Drabbles. SotC, PW, KH, KKM, TRC.

Apr 11, 2007 22:04

First off, something I swore I'd never do. A Shadow of the Colossus drabble. You know, considering no one's ever played it, and it's obscure like Wander is tragic. D:

A Land of Dreams

Her body is heavy in his arms, and her skin is cold against his. He lifts her from the mat, an arm about her shoulders, and another beneath her knees. She doesn't move, or breathe, just as she hasn't since she held a cup to her lips and drank, the village gathered around.

The funeral shroud tangles about their arms, and her lips are white. He covers them both with the shroud, tucking her closer against his chest, and the fabric stinks of death.

Agro shies away from them both, and it's difficult to lay her body across Agro's back. Difficult, but not impossible.

He has learned, in the past three days, that nothing is impossible.

x

The land of the gods is forever southwards, on a road that never ends. He travels upon Agro's back, and Mono's body is heavy against his chest. Time never seems to end, and the days seem to last for years, the nights for decades. At times, Mono's hair will slip against his neck, soft and smooth, and Agro will shudder beneath him.

He stops counting the days, and waits for Mono's body to begin to stink. It is, he is sure, only a matter of time, for the land of the gods is far, and the human body is small. Still, times goes by, and Mono's body is the same, smelling of bitter poison and little else.

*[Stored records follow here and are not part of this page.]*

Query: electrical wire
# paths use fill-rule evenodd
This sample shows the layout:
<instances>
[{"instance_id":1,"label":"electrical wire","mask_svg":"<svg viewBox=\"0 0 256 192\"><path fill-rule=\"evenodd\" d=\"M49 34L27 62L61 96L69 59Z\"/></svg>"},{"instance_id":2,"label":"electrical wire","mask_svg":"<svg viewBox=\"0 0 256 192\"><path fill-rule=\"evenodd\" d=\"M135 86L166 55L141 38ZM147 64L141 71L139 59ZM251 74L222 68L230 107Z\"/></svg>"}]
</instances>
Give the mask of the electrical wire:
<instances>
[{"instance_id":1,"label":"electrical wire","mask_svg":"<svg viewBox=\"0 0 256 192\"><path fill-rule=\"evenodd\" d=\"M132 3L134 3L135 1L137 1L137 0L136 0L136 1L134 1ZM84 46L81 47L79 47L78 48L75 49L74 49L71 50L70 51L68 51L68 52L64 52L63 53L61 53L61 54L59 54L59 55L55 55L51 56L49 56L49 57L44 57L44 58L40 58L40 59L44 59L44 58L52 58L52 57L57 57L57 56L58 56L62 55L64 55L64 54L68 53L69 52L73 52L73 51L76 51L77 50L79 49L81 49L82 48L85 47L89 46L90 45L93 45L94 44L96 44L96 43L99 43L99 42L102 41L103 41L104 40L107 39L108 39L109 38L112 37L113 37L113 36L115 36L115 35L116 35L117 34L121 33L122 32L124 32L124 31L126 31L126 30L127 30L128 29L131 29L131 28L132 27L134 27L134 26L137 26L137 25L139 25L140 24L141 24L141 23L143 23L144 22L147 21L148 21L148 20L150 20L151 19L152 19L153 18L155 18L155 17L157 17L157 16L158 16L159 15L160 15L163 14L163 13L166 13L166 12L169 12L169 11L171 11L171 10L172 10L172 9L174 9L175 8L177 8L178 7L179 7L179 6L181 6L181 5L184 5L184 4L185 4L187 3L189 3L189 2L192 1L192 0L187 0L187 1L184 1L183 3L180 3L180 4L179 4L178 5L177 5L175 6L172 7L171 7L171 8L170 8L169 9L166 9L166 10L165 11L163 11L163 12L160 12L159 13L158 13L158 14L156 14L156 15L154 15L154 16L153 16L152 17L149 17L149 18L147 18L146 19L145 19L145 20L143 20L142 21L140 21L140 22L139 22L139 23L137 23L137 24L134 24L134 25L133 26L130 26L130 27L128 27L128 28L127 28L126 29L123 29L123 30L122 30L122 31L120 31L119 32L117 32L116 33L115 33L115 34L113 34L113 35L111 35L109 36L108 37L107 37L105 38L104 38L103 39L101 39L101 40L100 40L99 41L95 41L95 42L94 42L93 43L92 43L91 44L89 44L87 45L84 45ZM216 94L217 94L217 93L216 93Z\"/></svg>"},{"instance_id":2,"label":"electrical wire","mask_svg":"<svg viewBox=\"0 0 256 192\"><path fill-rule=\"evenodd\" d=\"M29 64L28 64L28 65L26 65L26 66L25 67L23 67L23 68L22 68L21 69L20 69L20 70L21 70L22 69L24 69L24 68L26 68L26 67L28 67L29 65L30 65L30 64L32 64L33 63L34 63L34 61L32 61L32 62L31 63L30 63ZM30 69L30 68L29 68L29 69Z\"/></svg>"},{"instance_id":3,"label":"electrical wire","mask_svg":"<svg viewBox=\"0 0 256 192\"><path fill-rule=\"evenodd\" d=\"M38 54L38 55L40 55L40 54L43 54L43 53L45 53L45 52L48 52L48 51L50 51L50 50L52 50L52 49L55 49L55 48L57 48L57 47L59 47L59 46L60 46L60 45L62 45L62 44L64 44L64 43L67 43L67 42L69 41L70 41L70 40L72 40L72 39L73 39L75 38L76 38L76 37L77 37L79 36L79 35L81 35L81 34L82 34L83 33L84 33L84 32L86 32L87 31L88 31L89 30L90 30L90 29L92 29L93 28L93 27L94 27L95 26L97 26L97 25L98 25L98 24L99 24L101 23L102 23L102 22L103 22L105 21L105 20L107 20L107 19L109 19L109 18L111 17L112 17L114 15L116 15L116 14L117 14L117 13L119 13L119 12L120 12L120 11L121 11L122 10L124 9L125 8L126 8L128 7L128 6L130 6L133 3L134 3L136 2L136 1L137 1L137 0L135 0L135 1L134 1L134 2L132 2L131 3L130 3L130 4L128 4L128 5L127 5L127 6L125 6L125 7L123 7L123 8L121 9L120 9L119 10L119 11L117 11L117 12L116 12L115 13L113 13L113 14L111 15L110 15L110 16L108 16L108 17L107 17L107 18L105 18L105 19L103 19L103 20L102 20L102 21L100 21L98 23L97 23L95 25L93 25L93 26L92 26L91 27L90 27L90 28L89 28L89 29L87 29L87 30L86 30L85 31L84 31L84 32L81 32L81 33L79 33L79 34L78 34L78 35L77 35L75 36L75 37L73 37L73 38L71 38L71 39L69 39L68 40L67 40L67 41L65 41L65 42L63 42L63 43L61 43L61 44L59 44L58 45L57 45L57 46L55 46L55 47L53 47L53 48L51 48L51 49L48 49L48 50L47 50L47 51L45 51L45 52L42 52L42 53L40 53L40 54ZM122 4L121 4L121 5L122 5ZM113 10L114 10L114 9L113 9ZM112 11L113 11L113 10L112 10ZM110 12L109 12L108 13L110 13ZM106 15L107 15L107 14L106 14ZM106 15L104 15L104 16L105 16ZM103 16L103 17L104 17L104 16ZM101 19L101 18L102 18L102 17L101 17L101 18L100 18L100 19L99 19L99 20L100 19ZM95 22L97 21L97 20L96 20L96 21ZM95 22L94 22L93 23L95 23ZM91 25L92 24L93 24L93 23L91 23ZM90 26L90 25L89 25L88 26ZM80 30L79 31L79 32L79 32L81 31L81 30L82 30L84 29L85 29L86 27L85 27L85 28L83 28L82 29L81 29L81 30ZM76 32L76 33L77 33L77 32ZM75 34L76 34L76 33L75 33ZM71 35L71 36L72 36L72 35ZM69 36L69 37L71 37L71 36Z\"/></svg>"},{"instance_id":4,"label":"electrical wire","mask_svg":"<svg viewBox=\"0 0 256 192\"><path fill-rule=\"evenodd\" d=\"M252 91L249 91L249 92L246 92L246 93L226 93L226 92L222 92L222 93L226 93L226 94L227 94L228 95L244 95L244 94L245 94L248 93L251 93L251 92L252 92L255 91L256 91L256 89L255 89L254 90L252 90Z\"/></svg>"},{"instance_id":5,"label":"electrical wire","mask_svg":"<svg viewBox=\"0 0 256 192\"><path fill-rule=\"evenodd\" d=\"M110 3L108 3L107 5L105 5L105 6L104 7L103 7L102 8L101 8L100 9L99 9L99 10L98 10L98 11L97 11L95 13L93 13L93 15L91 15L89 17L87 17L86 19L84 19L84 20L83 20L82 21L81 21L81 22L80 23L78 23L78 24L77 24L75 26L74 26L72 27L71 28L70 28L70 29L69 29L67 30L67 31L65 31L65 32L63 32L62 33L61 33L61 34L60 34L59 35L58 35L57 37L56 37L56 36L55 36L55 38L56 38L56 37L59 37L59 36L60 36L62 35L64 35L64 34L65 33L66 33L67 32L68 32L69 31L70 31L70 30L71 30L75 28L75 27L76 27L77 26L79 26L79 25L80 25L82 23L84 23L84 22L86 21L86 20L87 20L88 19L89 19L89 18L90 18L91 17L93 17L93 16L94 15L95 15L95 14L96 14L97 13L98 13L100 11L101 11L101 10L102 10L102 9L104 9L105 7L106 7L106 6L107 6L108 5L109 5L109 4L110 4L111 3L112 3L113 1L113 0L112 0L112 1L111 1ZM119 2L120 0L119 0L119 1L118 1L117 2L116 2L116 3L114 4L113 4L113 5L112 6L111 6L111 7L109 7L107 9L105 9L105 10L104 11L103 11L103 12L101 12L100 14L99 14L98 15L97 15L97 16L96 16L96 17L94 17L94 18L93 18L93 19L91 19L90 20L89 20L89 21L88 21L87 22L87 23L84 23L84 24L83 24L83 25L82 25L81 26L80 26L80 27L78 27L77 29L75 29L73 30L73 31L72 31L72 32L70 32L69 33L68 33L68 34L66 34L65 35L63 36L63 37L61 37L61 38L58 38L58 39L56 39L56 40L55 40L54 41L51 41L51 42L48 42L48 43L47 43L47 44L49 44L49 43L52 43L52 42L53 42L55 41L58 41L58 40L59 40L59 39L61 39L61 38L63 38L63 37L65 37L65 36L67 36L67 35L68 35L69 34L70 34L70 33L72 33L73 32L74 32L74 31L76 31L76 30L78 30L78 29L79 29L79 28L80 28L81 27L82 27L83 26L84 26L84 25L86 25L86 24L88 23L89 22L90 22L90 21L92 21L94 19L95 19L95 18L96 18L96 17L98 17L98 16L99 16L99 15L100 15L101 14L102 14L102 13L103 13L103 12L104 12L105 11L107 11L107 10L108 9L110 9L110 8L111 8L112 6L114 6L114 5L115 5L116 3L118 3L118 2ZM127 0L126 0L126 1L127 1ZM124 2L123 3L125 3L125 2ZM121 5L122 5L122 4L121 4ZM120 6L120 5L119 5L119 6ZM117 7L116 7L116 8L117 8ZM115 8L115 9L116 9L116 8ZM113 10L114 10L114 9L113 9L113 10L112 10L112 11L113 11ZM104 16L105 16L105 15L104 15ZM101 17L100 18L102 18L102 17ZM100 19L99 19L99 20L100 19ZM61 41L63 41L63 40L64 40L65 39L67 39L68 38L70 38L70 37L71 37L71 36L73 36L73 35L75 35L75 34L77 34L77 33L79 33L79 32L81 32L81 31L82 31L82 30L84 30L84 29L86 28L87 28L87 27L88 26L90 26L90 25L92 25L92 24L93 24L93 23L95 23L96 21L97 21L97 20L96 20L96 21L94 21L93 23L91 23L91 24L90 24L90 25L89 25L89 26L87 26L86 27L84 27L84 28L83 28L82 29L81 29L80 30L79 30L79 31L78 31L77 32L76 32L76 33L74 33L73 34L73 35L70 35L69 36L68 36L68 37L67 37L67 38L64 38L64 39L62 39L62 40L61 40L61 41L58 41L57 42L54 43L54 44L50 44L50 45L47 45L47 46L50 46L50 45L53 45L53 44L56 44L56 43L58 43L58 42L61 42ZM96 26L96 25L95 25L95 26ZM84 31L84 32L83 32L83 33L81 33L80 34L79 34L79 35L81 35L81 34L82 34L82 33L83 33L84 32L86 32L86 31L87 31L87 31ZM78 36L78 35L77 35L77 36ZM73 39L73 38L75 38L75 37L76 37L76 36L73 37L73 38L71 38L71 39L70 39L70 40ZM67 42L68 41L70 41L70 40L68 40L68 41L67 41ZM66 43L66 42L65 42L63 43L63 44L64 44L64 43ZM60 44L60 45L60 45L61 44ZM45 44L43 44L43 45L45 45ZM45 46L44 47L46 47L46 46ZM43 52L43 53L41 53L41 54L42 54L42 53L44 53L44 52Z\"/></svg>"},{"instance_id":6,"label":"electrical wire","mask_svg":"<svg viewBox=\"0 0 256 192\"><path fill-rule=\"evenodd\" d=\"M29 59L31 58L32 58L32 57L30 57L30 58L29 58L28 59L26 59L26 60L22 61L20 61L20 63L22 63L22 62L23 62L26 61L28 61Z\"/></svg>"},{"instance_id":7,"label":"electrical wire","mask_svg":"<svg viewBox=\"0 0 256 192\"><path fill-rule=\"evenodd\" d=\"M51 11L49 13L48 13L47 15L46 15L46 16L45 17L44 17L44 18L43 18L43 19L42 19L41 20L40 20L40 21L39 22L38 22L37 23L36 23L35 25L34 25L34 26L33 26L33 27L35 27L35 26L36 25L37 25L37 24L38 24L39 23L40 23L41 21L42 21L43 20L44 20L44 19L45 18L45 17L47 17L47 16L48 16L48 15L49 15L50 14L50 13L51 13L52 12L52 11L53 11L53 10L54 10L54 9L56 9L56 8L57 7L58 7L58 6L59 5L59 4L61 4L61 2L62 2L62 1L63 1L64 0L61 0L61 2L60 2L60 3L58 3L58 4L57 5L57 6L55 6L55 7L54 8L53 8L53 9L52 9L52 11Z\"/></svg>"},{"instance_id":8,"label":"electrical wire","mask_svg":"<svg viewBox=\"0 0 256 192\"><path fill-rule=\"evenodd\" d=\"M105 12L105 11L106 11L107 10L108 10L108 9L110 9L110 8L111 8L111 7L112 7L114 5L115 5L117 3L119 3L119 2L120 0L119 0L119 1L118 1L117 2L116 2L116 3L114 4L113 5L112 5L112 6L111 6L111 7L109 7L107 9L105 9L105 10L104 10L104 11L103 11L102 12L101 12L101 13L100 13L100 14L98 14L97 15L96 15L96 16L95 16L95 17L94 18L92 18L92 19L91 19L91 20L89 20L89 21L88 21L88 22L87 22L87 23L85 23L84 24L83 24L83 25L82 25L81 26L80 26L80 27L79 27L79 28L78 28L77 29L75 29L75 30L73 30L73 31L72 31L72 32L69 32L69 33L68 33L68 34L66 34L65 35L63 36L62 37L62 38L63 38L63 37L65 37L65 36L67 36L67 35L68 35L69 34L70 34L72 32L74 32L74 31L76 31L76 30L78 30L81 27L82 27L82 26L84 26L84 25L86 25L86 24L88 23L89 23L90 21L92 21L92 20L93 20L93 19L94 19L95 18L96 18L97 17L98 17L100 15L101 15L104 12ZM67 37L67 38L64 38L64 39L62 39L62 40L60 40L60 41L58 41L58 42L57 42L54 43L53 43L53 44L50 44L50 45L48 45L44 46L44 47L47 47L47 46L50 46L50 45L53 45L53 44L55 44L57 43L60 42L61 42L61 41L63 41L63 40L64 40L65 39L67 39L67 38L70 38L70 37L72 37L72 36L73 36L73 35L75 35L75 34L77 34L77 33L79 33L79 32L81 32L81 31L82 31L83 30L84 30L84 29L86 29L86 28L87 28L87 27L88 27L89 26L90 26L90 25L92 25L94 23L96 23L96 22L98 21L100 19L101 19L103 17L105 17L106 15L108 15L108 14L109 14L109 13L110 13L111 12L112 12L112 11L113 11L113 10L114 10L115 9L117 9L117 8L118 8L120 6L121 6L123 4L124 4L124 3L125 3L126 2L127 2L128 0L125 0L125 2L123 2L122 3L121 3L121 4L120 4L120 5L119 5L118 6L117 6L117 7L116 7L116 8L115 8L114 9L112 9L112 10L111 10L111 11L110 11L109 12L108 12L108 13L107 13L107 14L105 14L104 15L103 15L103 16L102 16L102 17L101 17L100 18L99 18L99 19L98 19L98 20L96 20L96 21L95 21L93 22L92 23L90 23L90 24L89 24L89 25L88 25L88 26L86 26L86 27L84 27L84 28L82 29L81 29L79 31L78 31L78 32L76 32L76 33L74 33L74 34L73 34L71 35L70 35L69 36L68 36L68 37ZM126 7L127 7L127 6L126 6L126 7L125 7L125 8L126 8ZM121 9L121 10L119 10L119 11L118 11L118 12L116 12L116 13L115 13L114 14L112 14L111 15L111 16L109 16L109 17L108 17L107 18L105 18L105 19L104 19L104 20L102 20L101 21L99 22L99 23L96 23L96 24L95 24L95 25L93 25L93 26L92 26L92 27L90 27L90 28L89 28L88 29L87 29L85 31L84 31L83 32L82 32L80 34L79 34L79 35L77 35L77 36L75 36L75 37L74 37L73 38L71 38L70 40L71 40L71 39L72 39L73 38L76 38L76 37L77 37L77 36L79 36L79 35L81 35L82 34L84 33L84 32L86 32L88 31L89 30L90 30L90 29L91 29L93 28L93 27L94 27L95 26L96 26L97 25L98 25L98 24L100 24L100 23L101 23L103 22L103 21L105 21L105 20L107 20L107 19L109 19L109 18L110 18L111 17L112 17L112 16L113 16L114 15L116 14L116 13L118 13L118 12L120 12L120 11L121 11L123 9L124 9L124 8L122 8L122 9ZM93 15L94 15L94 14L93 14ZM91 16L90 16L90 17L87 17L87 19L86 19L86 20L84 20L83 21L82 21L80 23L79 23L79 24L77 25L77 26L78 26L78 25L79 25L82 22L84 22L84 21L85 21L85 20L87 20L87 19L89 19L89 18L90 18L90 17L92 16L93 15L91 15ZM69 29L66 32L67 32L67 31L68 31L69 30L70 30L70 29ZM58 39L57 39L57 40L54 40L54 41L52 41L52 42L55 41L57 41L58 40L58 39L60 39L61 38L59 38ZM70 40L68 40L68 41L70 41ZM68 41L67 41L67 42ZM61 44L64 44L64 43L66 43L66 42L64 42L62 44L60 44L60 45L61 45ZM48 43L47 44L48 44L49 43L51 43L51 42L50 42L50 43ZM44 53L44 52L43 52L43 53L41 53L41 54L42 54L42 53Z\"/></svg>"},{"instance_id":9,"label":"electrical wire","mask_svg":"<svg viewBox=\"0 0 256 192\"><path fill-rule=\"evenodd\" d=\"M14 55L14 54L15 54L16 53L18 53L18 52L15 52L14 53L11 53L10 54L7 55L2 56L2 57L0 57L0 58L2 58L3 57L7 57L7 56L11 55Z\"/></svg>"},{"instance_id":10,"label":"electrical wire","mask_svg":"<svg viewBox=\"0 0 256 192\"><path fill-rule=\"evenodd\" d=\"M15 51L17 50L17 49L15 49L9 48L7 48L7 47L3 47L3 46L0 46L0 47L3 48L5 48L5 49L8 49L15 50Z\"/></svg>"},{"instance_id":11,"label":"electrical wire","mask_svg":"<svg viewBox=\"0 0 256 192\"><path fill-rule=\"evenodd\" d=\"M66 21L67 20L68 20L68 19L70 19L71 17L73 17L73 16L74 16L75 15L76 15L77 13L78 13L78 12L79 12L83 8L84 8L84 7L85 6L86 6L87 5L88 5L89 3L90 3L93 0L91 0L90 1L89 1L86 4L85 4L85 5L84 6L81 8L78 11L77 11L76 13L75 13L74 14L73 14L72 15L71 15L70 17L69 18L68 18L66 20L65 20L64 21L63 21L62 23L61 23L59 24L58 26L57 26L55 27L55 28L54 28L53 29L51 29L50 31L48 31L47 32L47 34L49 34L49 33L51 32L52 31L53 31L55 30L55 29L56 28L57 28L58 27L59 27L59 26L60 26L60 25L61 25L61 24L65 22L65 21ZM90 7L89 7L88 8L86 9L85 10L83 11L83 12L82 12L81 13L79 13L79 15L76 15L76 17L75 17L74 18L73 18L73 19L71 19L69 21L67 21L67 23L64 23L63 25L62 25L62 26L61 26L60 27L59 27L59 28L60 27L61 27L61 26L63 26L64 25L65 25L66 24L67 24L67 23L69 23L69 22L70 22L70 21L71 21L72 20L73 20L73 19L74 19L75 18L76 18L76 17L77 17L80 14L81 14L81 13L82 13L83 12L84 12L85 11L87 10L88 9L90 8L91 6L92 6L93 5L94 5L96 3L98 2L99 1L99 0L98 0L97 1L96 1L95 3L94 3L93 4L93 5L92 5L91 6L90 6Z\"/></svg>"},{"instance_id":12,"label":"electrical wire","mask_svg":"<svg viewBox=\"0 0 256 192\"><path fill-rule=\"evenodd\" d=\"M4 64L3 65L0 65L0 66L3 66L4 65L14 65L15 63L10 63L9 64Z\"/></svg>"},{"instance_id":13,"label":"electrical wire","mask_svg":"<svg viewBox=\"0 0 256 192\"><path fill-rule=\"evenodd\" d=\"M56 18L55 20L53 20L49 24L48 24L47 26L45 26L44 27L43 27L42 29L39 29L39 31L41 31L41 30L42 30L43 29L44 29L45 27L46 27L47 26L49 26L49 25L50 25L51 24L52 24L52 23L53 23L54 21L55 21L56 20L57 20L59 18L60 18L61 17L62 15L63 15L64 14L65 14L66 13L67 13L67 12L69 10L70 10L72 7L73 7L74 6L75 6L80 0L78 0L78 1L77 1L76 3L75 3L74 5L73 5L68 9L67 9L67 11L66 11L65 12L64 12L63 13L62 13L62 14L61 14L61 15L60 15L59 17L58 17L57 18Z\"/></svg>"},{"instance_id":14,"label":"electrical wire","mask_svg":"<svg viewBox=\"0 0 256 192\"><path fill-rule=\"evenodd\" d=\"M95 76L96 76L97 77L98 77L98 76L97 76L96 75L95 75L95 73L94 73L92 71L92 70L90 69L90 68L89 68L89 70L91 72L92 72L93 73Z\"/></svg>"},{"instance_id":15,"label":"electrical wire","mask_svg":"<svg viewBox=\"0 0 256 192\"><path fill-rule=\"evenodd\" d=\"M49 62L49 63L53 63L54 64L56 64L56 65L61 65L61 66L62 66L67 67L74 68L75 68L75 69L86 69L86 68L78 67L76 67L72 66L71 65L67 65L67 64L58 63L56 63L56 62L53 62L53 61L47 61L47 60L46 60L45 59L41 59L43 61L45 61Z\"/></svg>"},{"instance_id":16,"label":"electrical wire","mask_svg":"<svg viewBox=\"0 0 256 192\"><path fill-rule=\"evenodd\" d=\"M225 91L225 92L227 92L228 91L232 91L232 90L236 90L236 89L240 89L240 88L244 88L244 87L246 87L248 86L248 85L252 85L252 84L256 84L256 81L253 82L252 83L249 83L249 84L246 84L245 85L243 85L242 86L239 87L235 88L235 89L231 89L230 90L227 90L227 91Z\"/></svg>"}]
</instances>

At times, he wonders if they are all trapped with a dream, and if he will ever wake from the never ending roads.

x

The temple echoes about him, and when he catches Mono from Agro's back, the sound of his gasp is loud to his ears. Mono is no lighter than she was before, and the shroud covers her as it did then, hiding hands and feet and face, hair the color of the sun-bleached clay.

He lays her upon a stone altar, and pledges himself to chaos, because ever since the village held out a little wooden cup, there has been no order in the world. It takes little courage to destroy his life; all it takes, he learns, leaping from a cliff into a chasm, is betrayal.

x

He doesn't recognize himself anymore. His face is pale, and his fingers are numb. His legs give out beneath him, and he clutches to Agro's saddle more and more, fighting to stay upright. His chest burns, then freezes, then burns again, and the world spins before his eyes.

He takes to touching Mono's face while in the temple, to tracing the slant of her jaw, brush back her hair. She looks more alive with each piece of Dormin, and there's a near-flush to her cheeks. At times, if he stands still long enough, holding himself up from the stone, the world sways, and Mono seems to breathe.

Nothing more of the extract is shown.